Aku mendudukan diriku di kursi. Kuletakan tas jinjing ku di sebelahku, dan tas ranselku, aku pangku. Sambil menunggu mbok Sanem, aku membuka ponselku. Memandangi potret ku dulu sewaktu bersama keluargaku. Papah, mamah, dan Devan, mereka harta yang paling berharga dalam hidupku. Dan, kini mereka sudah tenang di surga bersama Tuhan.
"Semoga Tuhan memberikan kedamaian di surga, Mah, pah, Dev. Dewi di sini baik-baik saja, dan Dewi janji akan menjaga semua peninggalan papah, akan merebut kembali semua hak Dewi. Tapi, maaf. Malam ini Dewi sedikit menyerah, Dewi pergi dari rumah bibi, Pah. Dewi takut, jika tetap di sana Dewi bisa mepertahankan hak Dewi, tapi Dewi tidak bisa mempertahankan kehormatan Dewi sebagai perempuan, dan itu wasiat dari mamah, karena sebaik-baiknya perempuan, adalah perempuan yang bisa menjaga kehormatannya. Karena itu, Dewi pergi dari rumah bibi, pah, mah. Dewi janji akan mencari cara lain, agar Dewi bisa merebut hak Dewi kembali." Aku merenung, berkata dalam hati, dan mengingat semua tentang papah, mamah, dan adikku Devan.
Aku sendirian, kali ini aku benar-benar sendiri. Aku masih membuka potret dahulu di ponselku. Dan aku melihat pria tampan di sebuah potret. Pria itu adalah Mas Adrian. Pria yang aku kenal saat aku berada di kota kelahiranku. Villanya bersebelahan dengan Villa papah. Dan papahnya Mas Adrian sahabat papah. Tapi, aku lupa siapa nama orang tua Mas Adrian. Aku memang memanggilnya dengan sebutan Mas. Karena mamah yang mengajariku memanggil dia Mas.
Entah di mana dia sekarang, yang jelas nama Adrian masih melekat di hatiku hingga saat ini. Aku mengenalnya saat aku kelas 1 SMP. Mas Adrian waktu itu kelas 3 SMA. Saat berada di sana kami memang sedang liburan semester 1. Dua minggu kami bersama, saling mengenal, dan menjadi akrab selama 2 minggu itu. Mas Adrian orang yang baik, sangat tampan sekali. Dia selalu bersikap manis dengan ku, menjagaku, dan saat akan berpisah banyak sekali pesan yang ia katakan padaku.
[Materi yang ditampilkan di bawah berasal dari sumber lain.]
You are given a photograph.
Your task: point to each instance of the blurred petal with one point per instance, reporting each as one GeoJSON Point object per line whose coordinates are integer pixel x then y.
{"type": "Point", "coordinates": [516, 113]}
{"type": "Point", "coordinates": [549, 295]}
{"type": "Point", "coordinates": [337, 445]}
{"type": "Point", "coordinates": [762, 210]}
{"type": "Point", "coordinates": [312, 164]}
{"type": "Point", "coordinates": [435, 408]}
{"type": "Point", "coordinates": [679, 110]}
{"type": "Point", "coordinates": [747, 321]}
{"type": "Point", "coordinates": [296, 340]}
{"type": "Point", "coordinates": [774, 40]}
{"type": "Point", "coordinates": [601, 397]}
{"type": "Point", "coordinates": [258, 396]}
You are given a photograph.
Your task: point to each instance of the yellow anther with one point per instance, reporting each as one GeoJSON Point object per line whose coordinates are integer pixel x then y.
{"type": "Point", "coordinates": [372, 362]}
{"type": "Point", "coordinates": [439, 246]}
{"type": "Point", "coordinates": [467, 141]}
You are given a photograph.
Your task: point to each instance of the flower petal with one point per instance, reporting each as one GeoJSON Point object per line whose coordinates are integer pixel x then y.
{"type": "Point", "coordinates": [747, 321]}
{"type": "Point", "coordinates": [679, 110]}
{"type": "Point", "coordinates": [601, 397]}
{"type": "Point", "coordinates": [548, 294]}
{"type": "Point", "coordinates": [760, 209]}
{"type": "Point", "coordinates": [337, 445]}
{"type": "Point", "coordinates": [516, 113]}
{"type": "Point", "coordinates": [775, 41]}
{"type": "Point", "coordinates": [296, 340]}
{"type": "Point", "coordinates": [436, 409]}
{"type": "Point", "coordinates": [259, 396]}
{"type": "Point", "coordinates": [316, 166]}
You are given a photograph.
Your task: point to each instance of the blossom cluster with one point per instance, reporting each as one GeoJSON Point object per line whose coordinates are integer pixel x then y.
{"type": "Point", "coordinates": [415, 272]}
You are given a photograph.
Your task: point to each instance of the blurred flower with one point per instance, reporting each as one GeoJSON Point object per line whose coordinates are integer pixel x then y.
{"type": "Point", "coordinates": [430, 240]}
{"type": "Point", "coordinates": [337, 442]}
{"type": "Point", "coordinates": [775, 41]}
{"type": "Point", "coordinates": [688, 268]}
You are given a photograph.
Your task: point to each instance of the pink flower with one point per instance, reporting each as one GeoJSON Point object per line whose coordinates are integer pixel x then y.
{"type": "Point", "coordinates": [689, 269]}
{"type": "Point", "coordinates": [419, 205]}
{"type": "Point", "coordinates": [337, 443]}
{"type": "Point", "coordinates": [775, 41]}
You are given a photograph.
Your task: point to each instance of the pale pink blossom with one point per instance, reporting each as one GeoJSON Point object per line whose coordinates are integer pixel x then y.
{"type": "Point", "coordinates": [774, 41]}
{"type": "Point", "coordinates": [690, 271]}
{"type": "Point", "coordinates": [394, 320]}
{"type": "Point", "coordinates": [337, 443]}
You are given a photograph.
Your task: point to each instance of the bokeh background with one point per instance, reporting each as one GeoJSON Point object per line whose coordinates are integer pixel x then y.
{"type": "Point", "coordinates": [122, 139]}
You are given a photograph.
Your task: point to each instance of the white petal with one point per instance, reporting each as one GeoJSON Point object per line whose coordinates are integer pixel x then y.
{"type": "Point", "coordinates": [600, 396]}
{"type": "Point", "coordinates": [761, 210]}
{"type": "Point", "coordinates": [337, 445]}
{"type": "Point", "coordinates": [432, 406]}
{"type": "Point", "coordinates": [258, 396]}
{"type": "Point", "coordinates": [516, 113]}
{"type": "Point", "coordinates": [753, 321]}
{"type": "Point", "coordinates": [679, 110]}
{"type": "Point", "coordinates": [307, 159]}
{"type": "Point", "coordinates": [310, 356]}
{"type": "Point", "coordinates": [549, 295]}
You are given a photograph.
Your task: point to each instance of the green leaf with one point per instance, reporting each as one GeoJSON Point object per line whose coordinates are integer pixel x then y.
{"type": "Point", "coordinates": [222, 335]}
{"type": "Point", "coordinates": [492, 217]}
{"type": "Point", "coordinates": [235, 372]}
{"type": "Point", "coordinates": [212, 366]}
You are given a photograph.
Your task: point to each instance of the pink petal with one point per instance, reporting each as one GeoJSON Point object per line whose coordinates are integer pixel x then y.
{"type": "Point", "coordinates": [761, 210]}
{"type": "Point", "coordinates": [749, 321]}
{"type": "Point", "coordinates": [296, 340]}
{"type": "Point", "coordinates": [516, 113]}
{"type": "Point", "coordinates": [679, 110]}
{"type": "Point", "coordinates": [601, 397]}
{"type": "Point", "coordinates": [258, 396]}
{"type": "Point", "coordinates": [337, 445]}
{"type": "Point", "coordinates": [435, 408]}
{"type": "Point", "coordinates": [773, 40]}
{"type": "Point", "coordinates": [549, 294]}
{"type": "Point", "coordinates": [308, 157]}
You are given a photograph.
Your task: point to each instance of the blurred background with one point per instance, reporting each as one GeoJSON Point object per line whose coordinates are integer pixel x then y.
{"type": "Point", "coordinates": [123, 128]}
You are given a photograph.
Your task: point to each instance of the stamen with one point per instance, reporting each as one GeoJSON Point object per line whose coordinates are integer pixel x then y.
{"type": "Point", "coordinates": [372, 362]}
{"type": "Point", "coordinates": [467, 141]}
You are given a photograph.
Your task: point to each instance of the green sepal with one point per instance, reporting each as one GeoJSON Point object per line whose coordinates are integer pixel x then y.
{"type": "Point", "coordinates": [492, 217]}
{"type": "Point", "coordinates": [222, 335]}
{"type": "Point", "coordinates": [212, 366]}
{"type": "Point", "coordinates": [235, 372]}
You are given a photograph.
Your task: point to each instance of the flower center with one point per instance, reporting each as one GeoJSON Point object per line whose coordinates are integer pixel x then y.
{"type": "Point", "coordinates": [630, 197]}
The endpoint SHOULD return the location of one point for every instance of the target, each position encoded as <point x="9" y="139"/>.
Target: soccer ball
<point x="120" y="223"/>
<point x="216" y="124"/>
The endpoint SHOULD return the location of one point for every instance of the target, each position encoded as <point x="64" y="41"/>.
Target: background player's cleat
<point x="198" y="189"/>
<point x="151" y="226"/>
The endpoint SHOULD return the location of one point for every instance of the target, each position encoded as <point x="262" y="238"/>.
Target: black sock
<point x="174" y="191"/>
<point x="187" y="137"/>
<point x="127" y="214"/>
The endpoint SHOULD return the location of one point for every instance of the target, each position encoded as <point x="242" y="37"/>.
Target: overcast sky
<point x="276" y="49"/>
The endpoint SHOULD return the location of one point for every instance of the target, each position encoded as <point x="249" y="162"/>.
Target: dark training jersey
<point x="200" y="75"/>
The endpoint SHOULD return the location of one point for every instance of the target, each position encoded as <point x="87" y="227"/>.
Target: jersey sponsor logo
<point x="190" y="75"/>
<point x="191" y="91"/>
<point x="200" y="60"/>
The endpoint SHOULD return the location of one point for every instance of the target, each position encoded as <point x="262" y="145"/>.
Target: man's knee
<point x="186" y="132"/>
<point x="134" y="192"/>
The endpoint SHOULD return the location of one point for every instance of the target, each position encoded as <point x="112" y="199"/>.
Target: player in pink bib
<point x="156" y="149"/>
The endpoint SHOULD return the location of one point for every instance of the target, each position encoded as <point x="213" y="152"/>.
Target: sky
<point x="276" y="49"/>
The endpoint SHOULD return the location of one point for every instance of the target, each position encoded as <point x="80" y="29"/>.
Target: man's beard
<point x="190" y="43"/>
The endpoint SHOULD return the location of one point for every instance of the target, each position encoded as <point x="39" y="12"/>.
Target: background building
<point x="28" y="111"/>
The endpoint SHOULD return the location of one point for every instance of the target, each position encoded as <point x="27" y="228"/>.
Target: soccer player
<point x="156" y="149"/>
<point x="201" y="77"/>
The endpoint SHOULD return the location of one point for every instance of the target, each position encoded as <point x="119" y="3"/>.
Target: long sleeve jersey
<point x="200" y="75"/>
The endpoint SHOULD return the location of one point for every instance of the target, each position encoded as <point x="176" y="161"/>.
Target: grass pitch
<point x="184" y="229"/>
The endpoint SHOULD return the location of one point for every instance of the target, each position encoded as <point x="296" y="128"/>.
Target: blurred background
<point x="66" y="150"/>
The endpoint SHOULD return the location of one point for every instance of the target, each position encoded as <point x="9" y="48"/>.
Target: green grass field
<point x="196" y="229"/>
Ya, saat itu, kami mengikat janji. Mas Adrian berjanji, jika di pertemukan kembali, dia berjanji akan menjadikanku sebagai permaisuri di kerajaannya. Dia mengatakan mencintaiku, dan akan selalu menunggu saat yang tepat untuk menjadikanku sebagai permaisurinya. Tapi, semua itu sudah berlalu.Bl Sekarang, sudah betahun-tahun aku tidak bertemu dengan dia. Aku tidak tahu dia di mana. Apakah dia masih ingat aku, dan masih ingat janjinya padaku? Aku tidak tahu semua itu lagi. Yang terpenting, aku masih setia menjaga janjiku, dan masih menjaga kehormatan ku hanya untuknya.
Aku menyadari lamunanku, aku melihat seseorang yang aku kenal, berjalan dengan membawa dua kantong plastik. Sepertinya orang tersebut baru saja berbelanja. Ya, orang itu adalah Mbok Sanem, beliau membawa dua kantong plastik dari toko sembako yang tak jauh dari rumahnya. Aku lega sekali bisa bertemu dengan Mbok Sanem malam ini.
"Mbok, syukurlah..aku kira Mbok sudah tidur." Aku berjalan dengan cepat menghampiri Mbok Sanem dan mengambil alih kantong plastik dari tangan Mbok Sanem.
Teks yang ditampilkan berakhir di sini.